I’m never ashamed to be patriotic, and I don’t know if this current crop of Sailors—or even my own kids—are told these stories in school at all. If they are, they don’t seem to be told with the same patriotic fervor that they were when I was growing up. It isn’t cool, I guess. But the Patriots that took on the British Empire were heroes whose stories deserve to be told with awe and respect. I have no delusions that I can make such things “cool,” but I can at least offer a viewpoint counter to what the current zeitgeist seems to be when it comes to our nation’s founding. It is, after all, a viewpoint I believe in. Because I spent so much time writing this story, I used a psalm as the prayer so there really isn’t a tie-in. I just wanted everyone to know that it was Patriots’ Day. Happy Patriots’ Day, everybody!

Thank you Patriots.
The sun had already set and it was dark when 700 soldiers under the command of Lieutenant Colonel Francis Smith began to board their barges. The boats were small and there wasn’t room for them all to sit, so they stood, crowded together for the duration of their trip across the harbor. Once they landed, they were to begin a 17-mile long hike inland to seize a rebel ammunition depot. It would have been a tough march dry and in daylight, but as it was they were stuck moving through the night soaked from their crossing.

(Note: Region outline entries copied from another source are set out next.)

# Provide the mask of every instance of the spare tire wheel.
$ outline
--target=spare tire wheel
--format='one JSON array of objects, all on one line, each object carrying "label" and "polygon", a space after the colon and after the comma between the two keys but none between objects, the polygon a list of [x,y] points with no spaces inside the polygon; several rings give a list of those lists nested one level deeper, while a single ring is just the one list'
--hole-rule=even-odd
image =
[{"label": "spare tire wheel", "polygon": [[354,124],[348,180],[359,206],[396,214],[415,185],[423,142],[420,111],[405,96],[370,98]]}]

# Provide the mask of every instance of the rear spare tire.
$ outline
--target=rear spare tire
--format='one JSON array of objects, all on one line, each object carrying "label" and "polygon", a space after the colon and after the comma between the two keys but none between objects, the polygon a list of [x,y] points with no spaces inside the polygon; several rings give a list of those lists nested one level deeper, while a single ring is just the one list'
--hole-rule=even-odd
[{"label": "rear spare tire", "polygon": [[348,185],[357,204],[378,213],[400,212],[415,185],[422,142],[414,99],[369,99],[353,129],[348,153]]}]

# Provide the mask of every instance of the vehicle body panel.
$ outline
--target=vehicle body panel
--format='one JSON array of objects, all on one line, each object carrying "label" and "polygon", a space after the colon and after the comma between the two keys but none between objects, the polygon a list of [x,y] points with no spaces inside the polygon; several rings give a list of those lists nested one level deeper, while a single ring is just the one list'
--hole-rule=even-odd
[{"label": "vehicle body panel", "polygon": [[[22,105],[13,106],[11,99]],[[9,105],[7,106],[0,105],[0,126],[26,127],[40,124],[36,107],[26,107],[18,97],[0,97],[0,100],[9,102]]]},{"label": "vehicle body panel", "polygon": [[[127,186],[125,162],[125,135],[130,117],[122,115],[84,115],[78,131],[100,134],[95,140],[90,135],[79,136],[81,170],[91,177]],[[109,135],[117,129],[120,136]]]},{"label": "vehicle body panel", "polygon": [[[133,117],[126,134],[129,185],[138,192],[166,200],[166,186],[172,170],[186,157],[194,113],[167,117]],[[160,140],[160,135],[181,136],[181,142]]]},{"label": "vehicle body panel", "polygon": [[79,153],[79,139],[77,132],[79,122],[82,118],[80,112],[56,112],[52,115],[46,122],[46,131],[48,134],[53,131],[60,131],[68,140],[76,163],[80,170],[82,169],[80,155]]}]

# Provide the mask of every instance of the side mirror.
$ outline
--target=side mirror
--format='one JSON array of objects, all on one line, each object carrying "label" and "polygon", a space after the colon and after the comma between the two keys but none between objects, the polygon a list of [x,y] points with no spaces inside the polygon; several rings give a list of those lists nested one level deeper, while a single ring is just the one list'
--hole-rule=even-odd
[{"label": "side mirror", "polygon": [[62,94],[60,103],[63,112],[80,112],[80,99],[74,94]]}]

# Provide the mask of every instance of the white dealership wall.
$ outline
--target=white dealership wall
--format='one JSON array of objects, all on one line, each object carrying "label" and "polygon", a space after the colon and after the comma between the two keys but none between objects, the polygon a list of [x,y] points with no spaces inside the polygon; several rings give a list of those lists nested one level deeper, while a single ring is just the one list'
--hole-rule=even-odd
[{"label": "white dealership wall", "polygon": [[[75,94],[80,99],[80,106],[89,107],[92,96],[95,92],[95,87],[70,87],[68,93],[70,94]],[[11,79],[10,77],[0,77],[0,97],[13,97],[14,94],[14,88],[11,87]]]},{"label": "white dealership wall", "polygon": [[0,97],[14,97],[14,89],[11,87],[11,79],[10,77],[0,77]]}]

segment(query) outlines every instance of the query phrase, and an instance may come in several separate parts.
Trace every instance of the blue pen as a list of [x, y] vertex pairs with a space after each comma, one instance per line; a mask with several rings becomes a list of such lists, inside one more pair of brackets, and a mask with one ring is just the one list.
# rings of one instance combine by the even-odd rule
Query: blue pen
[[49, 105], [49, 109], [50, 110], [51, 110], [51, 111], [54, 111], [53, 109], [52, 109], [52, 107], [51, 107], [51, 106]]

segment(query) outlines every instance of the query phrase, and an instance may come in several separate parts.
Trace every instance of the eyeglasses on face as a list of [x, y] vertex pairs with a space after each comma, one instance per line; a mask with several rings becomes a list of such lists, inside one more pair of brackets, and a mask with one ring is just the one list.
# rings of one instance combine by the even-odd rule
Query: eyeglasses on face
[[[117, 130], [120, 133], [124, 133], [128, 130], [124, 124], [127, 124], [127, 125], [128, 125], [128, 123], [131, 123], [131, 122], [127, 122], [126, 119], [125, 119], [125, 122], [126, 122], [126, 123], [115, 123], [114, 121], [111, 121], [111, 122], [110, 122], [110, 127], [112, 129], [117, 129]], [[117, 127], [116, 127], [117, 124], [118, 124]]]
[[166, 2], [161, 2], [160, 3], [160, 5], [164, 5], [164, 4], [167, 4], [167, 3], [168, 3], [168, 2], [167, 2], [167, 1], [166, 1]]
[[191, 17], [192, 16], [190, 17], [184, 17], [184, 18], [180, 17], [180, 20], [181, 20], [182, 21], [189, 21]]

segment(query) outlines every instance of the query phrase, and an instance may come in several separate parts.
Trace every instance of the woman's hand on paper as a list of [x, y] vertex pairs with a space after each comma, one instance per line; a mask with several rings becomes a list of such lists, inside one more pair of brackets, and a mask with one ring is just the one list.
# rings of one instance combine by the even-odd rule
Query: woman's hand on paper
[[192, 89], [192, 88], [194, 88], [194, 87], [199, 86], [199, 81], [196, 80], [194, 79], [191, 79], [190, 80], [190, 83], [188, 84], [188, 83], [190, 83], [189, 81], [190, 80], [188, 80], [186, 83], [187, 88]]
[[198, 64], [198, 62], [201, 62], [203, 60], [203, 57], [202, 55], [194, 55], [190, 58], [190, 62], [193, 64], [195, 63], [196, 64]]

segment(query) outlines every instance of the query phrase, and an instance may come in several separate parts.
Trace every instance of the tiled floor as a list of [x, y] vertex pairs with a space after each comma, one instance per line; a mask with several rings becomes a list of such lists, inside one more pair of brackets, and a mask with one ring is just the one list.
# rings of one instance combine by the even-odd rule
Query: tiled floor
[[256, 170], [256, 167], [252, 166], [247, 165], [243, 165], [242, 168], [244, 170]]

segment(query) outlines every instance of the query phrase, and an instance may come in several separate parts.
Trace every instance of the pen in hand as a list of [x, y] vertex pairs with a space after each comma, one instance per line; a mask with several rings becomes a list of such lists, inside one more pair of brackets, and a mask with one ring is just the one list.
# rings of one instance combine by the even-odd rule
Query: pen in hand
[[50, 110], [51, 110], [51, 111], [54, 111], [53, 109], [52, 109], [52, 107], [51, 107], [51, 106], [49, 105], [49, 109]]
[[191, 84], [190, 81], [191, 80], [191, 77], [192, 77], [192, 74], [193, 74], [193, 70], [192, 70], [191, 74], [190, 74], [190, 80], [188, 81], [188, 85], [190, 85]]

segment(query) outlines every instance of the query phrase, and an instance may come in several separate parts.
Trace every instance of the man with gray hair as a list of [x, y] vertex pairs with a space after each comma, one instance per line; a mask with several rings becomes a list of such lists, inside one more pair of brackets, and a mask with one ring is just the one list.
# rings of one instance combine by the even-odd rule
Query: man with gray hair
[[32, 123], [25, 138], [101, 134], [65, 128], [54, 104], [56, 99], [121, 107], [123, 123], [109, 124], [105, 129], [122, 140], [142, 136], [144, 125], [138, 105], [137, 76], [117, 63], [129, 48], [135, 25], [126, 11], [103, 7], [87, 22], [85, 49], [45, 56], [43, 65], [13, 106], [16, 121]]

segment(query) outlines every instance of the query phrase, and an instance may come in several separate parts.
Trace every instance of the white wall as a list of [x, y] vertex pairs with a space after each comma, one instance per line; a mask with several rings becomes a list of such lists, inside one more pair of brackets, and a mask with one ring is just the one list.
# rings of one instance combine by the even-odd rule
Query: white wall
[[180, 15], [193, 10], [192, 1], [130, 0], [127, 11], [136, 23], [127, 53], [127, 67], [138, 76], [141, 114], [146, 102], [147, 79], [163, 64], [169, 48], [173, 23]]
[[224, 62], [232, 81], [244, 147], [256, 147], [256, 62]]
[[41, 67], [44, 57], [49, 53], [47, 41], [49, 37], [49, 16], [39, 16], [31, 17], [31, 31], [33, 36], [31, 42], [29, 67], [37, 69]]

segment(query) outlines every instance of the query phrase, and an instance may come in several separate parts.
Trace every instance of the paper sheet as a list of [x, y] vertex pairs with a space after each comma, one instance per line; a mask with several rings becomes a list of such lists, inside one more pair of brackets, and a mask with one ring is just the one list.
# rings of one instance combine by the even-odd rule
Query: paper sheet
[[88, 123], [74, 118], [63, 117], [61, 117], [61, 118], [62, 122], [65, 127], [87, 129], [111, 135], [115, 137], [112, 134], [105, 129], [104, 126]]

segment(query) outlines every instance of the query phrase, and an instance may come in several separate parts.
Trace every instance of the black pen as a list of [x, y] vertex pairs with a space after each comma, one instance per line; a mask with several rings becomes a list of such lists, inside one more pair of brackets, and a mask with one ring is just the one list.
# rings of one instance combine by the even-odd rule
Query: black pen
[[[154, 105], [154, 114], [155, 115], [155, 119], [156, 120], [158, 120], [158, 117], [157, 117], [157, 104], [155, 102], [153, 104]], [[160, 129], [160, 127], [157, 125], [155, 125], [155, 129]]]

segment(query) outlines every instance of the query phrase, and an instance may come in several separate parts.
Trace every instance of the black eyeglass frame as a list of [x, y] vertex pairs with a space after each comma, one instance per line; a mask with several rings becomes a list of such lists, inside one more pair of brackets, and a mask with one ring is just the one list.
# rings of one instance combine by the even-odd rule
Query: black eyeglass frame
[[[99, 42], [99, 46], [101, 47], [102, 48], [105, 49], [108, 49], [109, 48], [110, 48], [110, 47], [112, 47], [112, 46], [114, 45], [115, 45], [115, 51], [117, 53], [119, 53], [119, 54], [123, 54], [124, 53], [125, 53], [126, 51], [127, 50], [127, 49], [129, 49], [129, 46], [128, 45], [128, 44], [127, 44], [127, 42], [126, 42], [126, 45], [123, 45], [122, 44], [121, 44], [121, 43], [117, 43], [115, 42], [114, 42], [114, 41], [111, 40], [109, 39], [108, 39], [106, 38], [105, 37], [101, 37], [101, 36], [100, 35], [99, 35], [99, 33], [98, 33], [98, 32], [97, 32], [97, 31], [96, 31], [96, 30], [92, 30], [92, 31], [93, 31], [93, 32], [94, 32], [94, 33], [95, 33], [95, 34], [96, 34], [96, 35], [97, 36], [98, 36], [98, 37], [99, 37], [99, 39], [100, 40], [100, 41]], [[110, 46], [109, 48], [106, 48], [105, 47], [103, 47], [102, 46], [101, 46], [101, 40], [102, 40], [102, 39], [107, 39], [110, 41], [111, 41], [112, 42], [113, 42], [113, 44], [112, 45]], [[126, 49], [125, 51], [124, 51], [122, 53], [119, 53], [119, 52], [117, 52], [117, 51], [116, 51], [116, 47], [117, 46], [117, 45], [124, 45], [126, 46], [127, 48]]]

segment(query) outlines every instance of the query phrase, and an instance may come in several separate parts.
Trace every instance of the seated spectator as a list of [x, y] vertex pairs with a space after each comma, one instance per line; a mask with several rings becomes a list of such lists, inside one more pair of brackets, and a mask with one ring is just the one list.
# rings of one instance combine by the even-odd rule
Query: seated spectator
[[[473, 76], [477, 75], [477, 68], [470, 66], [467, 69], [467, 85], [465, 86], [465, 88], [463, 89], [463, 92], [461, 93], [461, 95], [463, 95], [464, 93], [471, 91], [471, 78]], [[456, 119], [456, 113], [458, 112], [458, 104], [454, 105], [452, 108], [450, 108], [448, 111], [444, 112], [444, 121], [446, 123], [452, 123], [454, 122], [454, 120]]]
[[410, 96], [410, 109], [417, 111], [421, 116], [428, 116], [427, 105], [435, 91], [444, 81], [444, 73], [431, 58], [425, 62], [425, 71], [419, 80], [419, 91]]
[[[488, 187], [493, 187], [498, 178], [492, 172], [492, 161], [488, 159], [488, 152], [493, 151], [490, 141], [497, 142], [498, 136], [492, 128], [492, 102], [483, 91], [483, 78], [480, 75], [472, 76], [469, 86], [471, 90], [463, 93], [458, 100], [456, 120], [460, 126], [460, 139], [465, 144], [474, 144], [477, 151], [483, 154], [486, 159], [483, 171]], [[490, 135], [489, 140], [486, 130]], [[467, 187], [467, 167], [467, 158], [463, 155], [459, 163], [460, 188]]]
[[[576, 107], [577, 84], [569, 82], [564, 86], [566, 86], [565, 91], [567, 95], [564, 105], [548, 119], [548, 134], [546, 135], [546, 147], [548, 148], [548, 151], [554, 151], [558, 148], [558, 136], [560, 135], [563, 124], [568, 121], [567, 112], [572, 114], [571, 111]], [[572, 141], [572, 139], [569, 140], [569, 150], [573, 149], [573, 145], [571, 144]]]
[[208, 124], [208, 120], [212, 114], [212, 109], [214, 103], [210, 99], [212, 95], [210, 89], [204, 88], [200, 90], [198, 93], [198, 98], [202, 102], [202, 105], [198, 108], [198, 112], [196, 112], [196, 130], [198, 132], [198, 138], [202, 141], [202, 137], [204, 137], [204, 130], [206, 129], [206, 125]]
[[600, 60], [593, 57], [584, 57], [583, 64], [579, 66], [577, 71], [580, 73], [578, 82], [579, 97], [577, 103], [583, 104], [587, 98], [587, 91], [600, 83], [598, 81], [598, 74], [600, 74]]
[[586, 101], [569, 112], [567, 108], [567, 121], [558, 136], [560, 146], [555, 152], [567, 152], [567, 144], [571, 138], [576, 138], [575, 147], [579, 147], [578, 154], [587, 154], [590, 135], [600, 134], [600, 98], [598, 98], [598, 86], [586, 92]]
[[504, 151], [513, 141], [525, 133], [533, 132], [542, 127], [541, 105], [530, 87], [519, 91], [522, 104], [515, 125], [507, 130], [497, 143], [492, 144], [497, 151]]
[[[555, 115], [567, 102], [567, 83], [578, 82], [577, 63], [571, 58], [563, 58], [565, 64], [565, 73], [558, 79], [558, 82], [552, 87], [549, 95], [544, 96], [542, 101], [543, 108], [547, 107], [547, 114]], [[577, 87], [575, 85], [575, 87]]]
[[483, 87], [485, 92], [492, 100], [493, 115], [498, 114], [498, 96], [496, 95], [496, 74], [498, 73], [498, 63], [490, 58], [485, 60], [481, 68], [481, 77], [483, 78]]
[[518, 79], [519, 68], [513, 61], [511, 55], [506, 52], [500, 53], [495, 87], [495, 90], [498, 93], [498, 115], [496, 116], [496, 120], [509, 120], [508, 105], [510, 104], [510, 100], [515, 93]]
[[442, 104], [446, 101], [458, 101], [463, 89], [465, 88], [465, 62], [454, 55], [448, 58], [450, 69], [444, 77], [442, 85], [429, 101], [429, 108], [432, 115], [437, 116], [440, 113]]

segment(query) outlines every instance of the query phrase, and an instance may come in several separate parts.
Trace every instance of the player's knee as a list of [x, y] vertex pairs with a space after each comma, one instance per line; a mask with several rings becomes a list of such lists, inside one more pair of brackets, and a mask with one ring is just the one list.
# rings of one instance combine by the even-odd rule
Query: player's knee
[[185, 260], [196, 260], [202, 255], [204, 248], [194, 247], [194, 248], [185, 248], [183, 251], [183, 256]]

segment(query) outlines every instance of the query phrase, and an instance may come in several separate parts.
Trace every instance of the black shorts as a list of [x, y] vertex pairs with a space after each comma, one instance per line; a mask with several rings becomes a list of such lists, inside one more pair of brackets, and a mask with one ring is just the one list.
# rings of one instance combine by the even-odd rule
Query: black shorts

What was worse, the rebels had been alerted of their approach, and thus the soldiers were harassed along the entire route to their objective. When they finally arrived on the morning of April 19th, the weary, wet, and harassed troops were in no mood to be trifled with. They promptly secured the bridge spanning the small river that ran through the town and began searching nearby buildings for arms and ammunition.
The rebel commander, observing the foraging troops from a hilltop outside of town, opted to take advantage of the dispersal of the searching army to attack the remainder of their force holding the bridge. Colonel James Barrett led his men down the hill into the town and towards the bridge. The occupying red-coated soldiers formed on their side of the bridge and prepared to repulse the rebel attack. When Barrett’s men fired at them across the Concord River, they became the first shots fired by Americans acting under orders in the first organized volley, and it resulted in the first British fatalities and forced the first British retreat of the American Revolution. Moreover, the exchange proved that armed Americans could be marshalled into an effective defensive unit quickly, and the legend of the Minuteman was born.
At the site of the battle fought on this date in 1775, there now stands a statue of a minuteman cast from the bronze of Civil War canons and standing on a pedestal which is inscribed with the first stanza of Ralph Waldo Emerson’s poem “Concord Hymn,” from which comes the phrase “the shot heard round the world.” This is what Emerson wrote:
By the rude bridge that arched the flood,
Their flag to April’s breeze unfurled,
Here once the embattled farmers stood,
And fired the shot heard round the world.
None of the men who chased the British back to Boston were professional soldiers, yet they stood toe-to-toe with the most powerful military in the world. The shot they fired was heard around the world because for the first time, British colonial subjects would throw off imperial control and form their own constitutional republic, and that republic would become a bastion of freedom and a beacon of hope to people all over the world. That is what we represent wherever this ship carries our flag. This is our inheritance as Americans, and may we ever be grateful.
LET US PRAY
May the LORD answer you in the day of trouble;
may the name of the God of Jacob protect you.
May He send you help from the sanctuary
and sustain you from Zion.
May He remember all your gifts
and look favorably on your burnt offerings. Selah
May He give you the desires of your heart
and make all your plans succeed.
May we shout for joy at your victory
and raise a banner in the name of our God.
May the LORD grant all your petitions.
Now I know that the LORD saves His anointed;
He answers him from His holy heaven
with the saving power of His right hand.
Some trust in chariots and others in horses,
but we trust in the name of the LORD our God.